Germany could deploy a missile warning system in space, military chiefs have revealed.
The defence ministry said a new space command would begin work in April involving almost 100 military personnel.
It said there were no plans to cut ties with Elon Musk’s SpaceX, but that a new German satellite was being studied.
Defence officials revealed their thinking on space in 40 pages of documents released to German MPs.
“Security in space has become a focal point for Germany and the armed forces,” they said.
“Russia and China are investing in technologies and capabilities with which they could threaten or damage military or civilian space systems, or limit Germany’s access to, use of and freedom of manoeuvre in space.”
Britain is still waiting on a first launch from its soil after delays to a mission backed by Sir Richard Branson.
Two satellites from French company Airbus crashed into the Atlantic Ocean after a failed launch from French Guiana last month.
Despite these setbacks, Europe’s space agency wants to make 2023 a landmark year with a first solo mission to Jupiter and the launch of a new-generation rocket.
Germany faces space threats
Only the US and Russia have missile warning systems in space. But Germany's armed forces are "concretely studying the possibility", the government said.
“The timeline for building such a capability is currently being investigated," it said in the military papers.
It comes amid a €100 billion ($106 billion) upgrade to Germany's military forces after Russia's invasion of Ukraine.
Addressing questions from MPs, the ministry would not be drawn on whether a provocation in space could trigger Nato’s Article 5 mutual defence clause.
The Nato treaty is mainly about the defence of allied territory on the ground, and a response to any space attack would depend on the facts at the time, officials said.
The new German space commando will have 91 personnel when it begins work in April and more than double in size by 2027.
It will answer to the head of the air force and follow Britain’s formation of a space command in 2021 and France’s in 2019.
Britain awaits first launch
A rocket made by Sir Richard Branson’s Virgin Orbit has been waiting for months to make the first space launch from British soil.
Planned for last summer, the launch slipped back to autumn and then into 2023. Virgin finally received the required safety permits on December 21.
The rocket is expected to take off from Cornwall, in south-west England, where rehearsals have taken place at an airport in Newquay.
Britain regards its long coastline and high-tech space sector as selling points in the commercial launch market.
Wales wants to be a space industry centre in its own right, hoping to attract jobs and rebuild its manufacturing sector.
One Welsh company, Space Forge, has a slot on the Virgin launch and plans to use the extreme conditions of space to make yet-undiscovered materials on its satellite.
A pair of Earth satellites built by Airbus in Toulouse, France, were meant to join two others in orbit at the end of 2022, serving civilian and military clients.

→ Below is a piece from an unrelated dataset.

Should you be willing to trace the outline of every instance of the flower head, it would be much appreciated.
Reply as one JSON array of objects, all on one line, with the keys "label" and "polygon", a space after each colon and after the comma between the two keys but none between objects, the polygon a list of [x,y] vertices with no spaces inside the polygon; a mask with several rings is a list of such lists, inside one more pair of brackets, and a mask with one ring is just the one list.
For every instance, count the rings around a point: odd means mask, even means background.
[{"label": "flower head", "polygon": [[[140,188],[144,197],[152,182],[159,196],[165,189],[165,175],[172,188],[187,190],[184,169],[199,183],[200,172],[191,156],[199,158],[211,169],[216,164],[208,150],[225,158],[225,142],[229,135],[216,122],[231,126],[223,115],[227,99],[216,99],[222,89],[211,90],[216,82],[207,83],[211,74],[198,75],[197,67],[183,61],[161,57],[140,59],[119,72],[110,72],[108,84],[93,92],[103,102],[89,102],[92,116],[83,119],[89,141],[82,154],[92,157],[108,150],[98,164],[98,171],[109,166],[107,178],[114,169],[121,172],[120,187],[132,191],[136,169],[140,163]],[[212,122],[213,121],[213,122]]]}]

It all went wrong when the launcher failed only minutes after blasting off from French Guiana, and the rocket and satellites were lost.

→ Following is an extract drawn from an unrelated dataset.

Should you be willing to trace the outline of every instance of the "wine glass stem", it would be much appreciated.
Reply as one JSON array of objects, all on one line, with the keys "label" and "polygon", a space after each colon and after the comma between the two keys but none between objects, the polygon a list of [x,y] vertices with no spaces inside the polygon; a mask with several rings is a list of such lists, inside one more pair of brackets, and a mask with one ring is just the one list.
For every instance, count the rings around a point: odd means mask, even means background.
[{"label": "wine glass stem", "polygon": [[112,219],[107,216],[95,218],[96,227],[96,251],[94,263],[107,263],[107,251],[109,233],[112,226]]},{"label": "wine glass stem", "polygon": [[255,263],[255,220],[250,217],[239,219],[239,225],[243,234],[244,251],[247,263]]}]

Airbus, which is part-owned by the French government, said it was a “challenging moment” for those who built the spacecraft.

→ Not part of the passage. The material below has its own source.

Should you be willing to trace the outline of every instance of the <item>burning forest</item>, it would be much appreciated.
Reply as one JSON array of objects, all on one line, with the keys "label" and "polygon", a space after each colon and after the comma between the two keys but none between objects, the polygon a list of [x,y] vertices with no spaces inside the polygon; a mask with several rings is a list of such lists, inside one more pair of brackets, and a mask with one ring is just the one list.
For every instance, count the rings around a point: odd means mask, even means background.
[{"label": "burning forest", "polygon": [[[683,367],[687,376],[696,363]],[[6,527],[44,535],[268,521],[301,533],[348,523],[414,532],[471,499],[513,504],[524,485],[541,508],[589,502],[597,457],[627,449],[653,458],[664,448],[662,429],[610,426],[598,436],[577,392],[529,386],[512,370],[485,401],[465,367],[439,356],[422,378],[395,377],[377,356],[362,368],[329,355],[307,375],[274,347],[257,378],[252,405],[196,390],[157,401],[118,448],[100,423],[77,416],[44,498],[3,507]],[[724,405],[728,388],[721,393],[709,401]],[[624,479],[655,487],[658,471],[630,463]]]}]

Despite that setback, France plans to invest more than €3 billion ($3.2 billion) in space in the coming years, including in new European rockets.
The Guiana spaceport, on the South American mainland, will get a €900 million ($954.4 million) revamp to make it more environmentally friendly.
A French-Italian venture, Thales Alenia Space, meanwhile, is setting itself up as a rival to Wales’s Space Forge. It signed a contract last month to build what it calls the “first floating space factory".
Europe takes on Jupiter
The European Space Agency's first solo mission to Jupiter is due to launch in April, beginning a decade-long quest to explore the planet's moons.
The Jupiter Icy Moons Explorer, or Juice, is expected to reach the planet in 2031. After joint ventures with Nasa in the 1990s, it will be the first Jupiter mission run almost entirely by the ESA.
The spacecraft will explore the surfaces of Ganymede, Europa and Callisto and ask whether life could exist on Jupiter’s moons.
If all goes well, it will be the last time an Ariane 5 launcher blasts off from Europe’s spaceport in French Guiana, on the South American mainland.
By late 2023, it is hoped, the new Ariane 6 could be ready for launch after repeated delays pushed back a 2020 start date.
The ESA has been handed an increased budget of €4.8 billion ($5.1 billion) until 2027 as Europe tries to become less reliant on other spacefaring powers.
Russia has said it will withdraw from the International Space Station by 2024, while the crises in Ukraine and Afghanistan have made some in Europe nervous about their military reliance on the US.